Thinking about Lisbon, it means thinking about a city full of history and culture. The sound of the trams up and down the cobbled city streets, fado echoeing through the most typical city quarters, and the modernity of some buildings in harmony with historical monuments trace the profile of a city extending to the Tagus River, which in the fifteenth century has been the homeland of the most famous navigators who discovered the World. Lisbon blends old and new in a perfect way.
Lisbon or better known by its citizens La cidade das sete colinas, because the legend says it has been built over seven hills ( like Rome) is divided into several city quarters, let’s discover them!

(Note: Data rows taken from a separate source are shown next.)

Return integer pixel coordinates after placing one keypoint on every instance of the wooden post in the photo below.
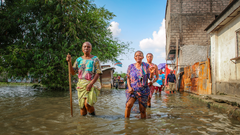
(70, 86)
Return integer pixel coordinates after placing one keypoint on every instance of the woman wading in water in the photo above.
(88, 69)
(149, 61)
(138, 75)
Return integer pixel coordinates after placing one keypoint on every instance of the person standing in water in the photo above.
(88, 69)
(171, 80)
(149, 61)
(138, 75)
(160, 81)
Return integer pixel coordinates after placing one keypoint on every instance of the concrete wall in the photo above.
(193, 53)
(226, 74)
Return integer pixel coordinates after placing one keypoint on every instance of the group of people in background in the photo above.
(143, 79)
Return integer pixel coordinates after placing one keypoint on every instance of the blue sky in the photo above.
(140, 22)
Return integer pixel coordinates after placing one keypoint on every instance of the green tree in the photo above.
(36, 36)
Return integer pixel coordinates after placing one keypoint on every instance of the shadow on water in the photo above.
(30, 111)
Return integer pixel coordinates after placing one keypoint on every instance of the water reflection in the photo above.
(28, 111)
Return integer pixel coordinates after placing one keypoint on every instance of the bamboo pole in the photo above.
(70, 87)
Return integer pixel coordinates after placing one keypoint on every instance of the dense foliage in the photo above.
(36, 36)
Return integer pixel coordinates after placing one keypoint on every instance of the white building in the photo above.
(225, 50)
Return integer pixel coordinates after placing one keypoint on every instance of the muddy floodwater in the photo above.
(28, 111)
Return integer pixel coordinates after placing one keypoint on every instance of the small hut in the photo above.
(107, 76)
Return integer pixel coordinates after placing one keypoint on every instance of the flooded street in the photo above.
(28, 111)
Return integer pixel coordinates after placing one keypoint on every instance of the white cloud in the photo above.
(157, 42)
(114, 28)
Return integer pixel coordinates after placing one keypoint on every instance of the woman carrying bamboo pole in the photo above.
(88, 69)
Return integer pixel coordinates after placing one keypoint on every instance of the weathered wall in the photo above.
(197, 78)
(193, 53)
(223, 48)
(188, 19)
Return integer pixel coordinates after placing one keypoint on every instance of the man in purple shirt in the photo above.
(171, 79)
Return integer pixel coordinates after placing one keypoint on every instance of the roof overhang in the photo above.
(229, 13)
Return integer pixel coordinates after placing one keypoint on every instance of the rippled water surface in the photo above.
(28, 111)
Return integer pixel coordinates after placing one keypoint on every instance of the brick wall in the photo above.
(188, 19)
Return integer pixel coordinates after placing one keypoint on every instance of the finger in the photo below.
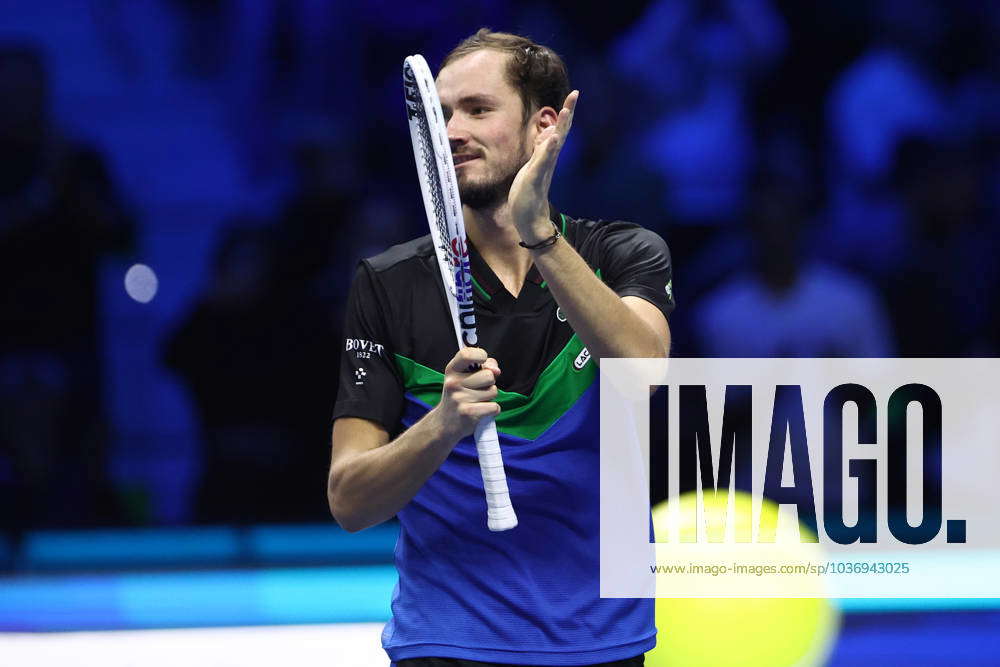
(480, 379)
(478, 395)
(567, 113)
(492, 364)
(466, 360)
(484, 409)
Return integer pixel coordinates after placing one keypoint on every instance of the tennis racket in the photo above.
(439, 187)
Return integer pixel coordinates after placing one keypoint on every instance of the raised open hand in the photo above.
(529, 193)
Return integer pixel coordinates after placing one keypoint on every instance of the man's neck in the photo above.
(493, 233)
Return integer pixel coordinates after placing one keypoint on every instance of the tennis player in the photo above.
(554, 294)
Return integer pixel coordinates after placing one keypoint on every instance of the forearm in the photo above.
(372, 486)
(605, 324)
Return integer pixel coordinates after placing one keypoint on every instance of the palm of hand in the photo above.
(529, 193)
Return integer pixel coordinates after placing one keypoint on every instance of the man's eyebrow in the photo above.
(470, 100)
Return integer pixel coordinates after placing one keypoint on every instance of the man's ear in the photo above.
(546, 117)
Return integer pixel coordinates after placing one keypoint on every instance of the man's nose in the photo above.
(456, 133)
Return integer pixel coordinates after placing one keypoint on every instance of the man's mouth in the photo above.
(462, 158)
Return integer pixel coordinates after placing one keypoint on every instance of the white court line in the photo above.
(334, 645)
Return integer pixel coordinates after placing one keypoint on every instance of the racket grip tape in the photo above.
(499, 511)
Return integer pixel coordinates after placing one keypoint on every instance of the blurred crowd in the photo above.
(825, 173)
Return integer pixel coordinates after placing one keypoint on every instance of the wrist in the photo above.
(538, 230)
(544, 238)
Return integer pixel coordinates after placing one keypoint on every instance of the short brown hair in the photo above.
(536, 72)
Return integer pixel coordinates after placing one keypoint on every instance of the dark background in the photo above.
(825, 173)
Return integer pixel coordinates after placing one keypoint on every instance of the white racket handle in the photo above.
(499, 511)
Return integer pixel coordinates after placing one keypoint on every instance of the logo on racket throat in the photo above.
(412, 95)
(463, 290)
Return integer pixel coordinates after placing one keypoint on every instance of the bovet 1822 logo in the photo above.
(364, 349)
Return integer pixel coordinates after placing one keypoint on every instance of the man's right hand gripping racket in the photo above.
(439, 188)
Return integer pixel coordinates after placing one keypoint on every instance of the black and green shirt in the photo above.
(528, 595)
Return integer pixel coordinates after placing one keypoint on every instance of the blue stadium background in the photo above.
(826, 174)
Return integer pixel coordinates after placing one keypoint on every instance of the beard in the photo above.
(491, 190)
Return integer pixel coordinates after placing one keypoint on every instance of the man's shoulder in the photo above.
(591, 234)
(399, 256)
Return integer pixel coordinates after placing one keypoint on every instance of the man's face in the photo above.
(486, 127)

During our first day, because we had a very early flight in the morning, we just had a tour around our hotel discovering the Baixa.
The Baixa district is the heart of the city and was completely rebuilt after the devastating 1755 earthquake. We started from here our visit. As soon as we went out our hotel, we faced with this beautiful main square, The Praça Dom Pedro IV also known as Rossio. The Teatro Nacional dominates the square and host some of the most spectacular performances of Lisbon. To the south of the square is the pedestrian Rua Augusta surrounded by several shops. At the end of the street, the stunning Arco de Rua Augusta marks the entrance to The Praça do Comércio. My favorite spot of the city! From here you can see the ocean and see the red 25 Abril bridge: it’s seems the San Francisco’s one.
You can’t miss a tour up the Elevador de Santa Justa built in iron and decorated with filigree at the end of the 800 by the French architect Raoul Mesnier du Ponsard, it’s one of the most interesting sightseeing of the city.
Drinking a small glass of the cherry liquor called Ginja from the Ginjinha bar helped us to recollect the last strength. The small bar is the traditional home of the sweet drink served into chocolate cups and if you don’t eat it, but you bring it back to the bar tender, you can have a free round!